Homeowners Criminal Justice Finance Housing

Whole bill

Identified Gains
  • Public beneficiaries or protected communities affected by the clause
  • Law enforcement, justice-system actors, and affected communities
Model: codex-gpt-5:bulk-repair | Version: bill_summary_v2 | Source: ih
Law enforcement, justice-system actors, and affected communities: ,
Public beneficiaries or protected communities affected by the clause: , , , ,
Identified Costs
  • Federal, state, or local agencies responsible for implementing the clause
  • Law enforcement, justice-system actors, and affected communities
  • Financial services firms and customers affected by the bill
  • Homeowners, tenants, or housing market participants affected by the bill
Model: codex-gpt-5:bulk-repair | Version: bill_summary_v2 | Source: ih
Financial services firms and customers affected by the bill: , ,
Law enforcement, justice-system actors, and affected communities: , , ,
Homeowners, tenants, or housing market participants affected by the bill:
Federal, state, or local agencies responsible for implementing the clause: , , , , ,

Legislative Progress

Introduced
Introduced Committee Passed
Jan 9, 2023

Mr.

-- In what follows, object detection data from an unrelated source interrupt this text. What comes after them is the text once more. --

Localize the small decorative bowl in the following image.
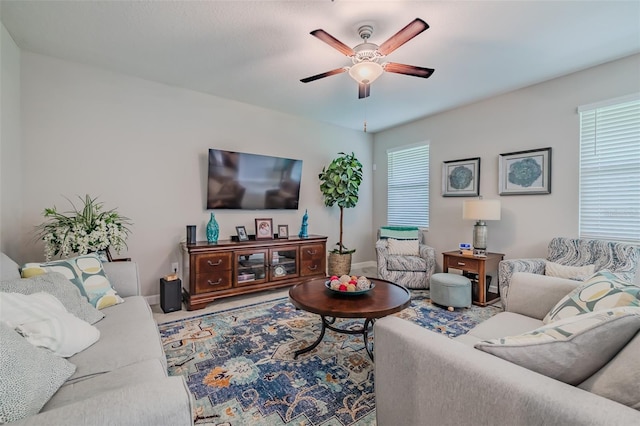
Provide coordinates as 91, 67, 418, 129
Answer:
324, 281, 376, 296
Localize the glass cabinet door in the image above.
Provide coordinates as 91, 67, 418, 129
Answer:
269, 247, 298, 281
236, 250, 269, 287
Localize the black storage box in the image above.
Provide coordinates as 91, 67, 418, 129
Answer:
160, 278, 182, 314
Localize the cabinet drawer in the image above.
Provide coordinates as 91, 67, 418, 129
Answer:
195, 253, 231, 275
447, 256, 480, 272
196, 270, 231, 294
300, 244, 325, 262
300, 259, 325, 277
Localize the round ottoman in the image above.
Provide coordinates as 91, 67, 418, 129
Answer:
429, 273, 471, 311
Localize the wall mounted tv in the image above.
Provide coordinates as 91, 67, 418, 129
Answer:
207, 149, 302, 210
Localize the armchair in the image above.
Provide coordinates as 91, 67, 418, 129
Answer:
498, 237, 640, 309
376, 229, 436, 289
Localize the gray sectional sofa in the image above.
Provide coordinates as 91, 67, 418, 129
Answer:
374, 273, 640, 426
0, 253, 193, 426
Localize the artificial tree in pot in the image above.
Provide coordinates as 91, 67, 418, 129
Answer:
318, 152, 362, 275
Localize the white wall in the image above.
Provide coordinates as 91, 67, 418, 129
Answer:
373, 55, 640, 268
0, 24, 22, 258
20, 52, 374, 295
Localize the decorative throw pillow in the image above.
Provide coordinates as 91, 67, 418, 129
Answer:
387, 238, 420, 256
0, 293, 100, 358
542, 271, 640, 324
0, 272, 104, 324
380, 226, 420, 240
0, 321, 76, 424
22, 254, 124, 309
475, 307, 640, 385
544, 261, 596, 281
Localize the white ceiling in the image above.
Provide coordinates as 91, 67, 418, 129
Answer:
0, 0, 640, 132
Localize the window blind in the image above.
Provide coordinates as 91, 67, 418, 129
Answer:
578, 95, 640, 243
387, 144, 429, 228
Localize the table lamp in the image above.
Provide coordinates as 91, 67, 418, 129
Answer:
462, 198, 500, 254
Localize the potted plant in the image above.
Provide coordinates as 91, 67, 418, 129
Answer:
318, 152, 362, 276
37, 195, 131, 261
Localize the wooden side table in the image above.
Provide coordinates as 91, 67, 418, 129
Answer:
442, 250, 504, 306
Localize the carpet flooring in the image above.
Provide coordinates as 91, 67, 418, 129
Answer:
158, 290, 500, 426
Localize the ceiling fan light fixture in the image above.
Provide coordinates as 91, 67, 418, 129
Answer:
349, 61, 384, 84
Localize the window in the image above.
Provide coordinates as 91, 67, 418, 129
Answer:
387, 144, 429, 228
578, 94, 640, 243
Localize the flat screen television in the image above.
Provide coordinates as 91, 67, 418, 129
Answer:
207, 149, 302, 210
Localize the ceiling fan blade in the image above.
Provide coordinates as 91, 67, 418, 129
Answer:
300, 67, 348, 83
382, 62, 435, 78
309, 30, 356, 56
378, 18, 429, 55
358, 83, 371, 99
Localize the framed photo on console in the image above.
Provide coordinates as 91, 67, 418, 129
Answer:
278, 225, 289, 238
236, 226, 249, 241
256, 218, 273, 240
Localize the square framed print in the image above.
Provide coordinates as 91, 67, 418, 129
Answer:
278, 225, 289, 238
236, 226, 249, 241
442, 157, 480, 197
256, 218, 273, 240
498, 148, 551, 195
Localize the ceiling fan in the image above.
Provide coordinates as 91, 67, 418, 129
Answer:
300, 18, 434, 99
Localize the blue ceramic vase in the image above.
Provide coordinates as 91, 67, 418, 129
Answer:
207, 213, 220, 244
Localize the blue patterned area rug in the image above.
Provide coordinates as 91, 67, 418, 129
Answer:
158, 290, 500, 426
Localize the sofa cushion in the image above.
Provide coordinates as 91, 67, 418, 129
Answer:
69, 296, 166, 382
0, 272, 104, 324
0, 321, 75, 424
544, 262, 596, 281
475, 307, 640, 385
543, 271, 640, 324
467, 312, 544, 340
22, 254, 122, 309
0, 252, 20, 280
42, 359, 167, 411
578, 333, 640, 410
0, 292, 100, 357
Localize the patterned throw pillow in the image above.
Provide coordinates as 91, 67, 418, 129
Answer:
22, 254, 124, 309
0, 322, 76, 424
544, 262, 596, 281
542, 271, 640, 324
387, 238, 420, 256
475, 307, 640, 385
0, 272, 104, 324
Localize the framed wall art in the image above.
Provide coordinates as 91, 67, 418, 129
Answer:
256, 219, 273, 240
442, 157, 480, 197
498, 148, 551, 195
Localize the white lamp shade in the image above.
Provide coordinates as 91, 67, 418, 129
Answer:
349, 61, 383, 84
462, 200, 500, 220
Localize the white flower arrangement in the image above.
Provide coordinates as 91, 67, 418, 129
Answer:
38, 195, 131, 261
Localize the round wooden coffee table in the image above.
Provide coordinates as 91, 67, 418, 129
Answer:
289, 278, 411, 360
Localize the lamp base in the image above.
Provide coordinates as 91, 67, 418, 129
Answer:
473, 220, 487, 251
473, 249, 487, 257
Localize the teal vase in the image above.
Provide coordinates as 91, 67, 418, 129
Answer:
207, 213, 220, 244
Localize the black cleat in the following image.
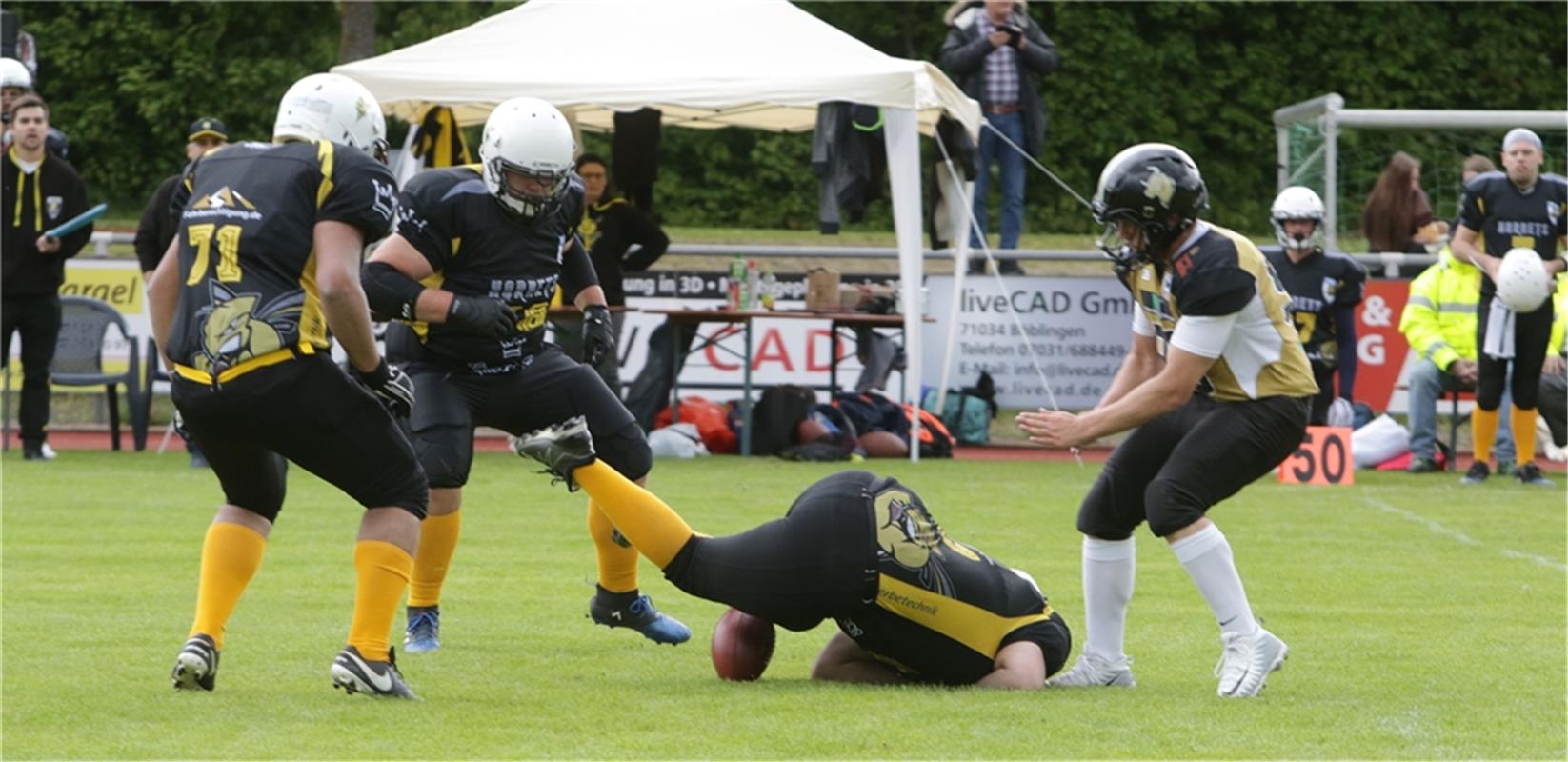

Green of Texas introduced the following bill; which was …

Stakeholder Effects

cui bono?

How this legislation distributes effects. Mention counts reflect frequency, not effect magnitude.

Law Enforcement
6 mentions across 6 clauses
+2 positive -4 negative

Law enforcement, justice-system actors, and affected communities

Law enforcement, justice-system actors, and affected communities faces effects in multiple directions

6/8
sections analyzed
Full impact breakdown

Bill Structure & Actor Mappings

Who is "The Secretary" in each section?

Domains
Homeowners Criminal Justice Finance Housing

We use a combination of our own taxonomy and classification in addition to large language models to assess meaning and potential beneficiaries. High confidence means strong textual evidence. Always verify with the original bill text.